We didn’t have to get a prescription. When one of our neighbors heard the diagnosis she came over with what looked like a year’s supply of it. I didn’t ask why she had so many, just thanked her.
In the meantime, I saw the surgeon who told me the peroneal nerve in my leg must have been damaged during the nerve block (a nerve block, which if you recall from my previous blog post, didn’t block the pain in my knee post surgery) and that considering my orthopedic history—it took me a year to recover from surgery for a bone spur in my wrist that froze my shoulder—I was an “at risk” patient. He finally put me on lyrica, the drug everyone goes to when gabapentin doesn’t work. We gave the rest of my gabapentin to Paco.

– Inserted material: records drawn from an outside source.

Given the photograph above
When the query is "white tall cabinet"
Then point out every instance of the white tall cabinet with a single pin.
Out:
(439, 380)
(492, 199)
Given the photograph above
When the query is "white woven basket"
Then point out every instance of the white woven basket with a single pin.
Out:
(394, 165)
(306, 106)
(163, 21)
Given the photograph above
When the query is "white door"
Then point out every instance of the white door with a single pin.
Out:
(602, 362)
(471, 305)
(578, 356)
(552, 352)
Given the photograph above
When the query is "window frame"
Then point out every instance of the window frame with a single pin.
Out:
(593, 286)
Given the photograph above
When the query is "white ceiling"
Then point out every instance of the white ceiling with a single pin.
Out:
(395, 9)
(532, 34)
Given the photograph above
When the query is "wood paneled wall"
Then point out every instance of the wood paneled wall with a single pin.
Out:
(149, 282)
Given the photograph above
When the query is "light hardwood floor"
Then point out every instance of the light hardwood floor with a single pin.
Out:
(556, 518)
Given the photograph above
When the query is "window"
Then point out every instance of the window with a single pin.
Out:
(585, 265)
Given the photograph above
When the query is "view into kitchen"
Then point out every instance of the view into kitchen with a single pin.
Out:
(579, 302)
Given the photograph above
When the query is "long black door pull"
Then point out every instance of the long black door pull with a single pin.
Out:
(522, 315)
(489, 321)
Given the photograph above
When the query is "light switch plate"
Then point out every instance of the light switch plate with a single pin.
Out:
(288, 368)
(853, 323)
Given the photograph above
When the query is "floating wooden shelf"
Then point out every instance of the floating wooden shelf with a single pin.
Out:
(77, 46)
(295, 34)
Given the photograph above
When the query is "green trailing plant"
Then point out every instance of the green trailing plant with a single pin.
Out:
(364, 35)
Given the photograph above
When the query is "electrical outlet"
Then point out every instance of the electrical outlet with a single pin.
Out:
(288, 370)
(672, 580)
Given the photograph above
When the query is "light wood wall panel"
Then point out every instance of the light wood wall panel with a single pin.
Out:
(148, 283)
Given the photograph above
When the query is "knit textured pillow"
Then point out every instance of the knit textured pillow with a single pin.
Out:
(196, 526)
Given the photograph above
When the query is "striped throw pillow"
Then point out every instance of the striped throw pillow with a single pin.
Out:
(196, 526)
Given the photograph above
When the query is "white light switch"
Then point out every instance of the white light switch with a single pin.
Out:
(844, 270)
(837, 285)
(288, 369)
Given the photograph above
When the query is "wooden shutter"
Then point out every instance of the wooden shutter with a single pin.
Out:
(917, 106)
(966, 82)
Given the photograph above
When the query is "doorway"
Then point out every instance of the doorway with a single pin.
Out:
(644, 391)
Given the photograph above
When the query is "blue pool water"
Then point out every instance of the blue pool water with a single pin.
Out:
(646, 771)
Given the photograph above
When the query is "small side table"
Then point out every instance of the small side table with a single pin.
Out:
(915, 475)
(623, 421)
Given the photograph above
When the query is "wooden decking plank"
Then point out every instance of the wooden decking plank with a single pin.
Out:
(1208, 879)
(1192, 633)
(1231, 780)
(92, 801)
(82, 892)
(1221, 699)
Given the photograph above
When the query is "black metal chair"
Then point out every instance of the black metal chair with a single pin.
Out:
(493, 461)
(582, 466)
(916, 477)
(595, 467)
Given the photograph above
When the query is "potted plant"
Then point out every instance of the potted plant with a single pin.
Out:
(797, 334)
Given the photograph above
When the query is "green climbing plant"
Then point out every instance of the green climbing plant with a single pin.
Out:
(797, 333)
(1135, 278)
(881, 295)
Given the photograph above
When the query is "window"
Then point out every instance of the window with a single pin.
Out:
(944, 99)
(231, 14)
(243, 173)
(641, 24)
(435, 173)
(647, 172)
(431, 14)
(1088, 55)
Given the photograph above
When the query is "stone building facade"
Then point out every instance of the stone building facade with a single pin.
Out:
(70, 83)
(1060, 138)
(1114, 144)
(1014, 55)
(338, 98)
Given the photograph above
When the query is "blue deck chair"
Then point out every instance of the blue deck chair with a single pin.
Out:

Paco’s drugs worked. He’s much calmer, with only an occasional episode. Max walks him and his dog Anka twice a day. My drugs, on the other hand, haven’t worked. One of my La Jicarita readers sent me St. John’s Wort tincture and oil to try to settle my damaged nerves. Another friend told me to take a much higher dosage of lyrica than what the surgeon prescribed. So that means an appointment with my primary doc.
It's endless. Now I have to bake cranberry bread for Christmas gifts for neighbors and get through Hanukkah—I gave up Christmas years ago—with the grandkids. But the question remains. Will I ever walk again without pain and resume a life limited by age but undergirded by years of physical activity. That post is for next year. Happy New Year everybody.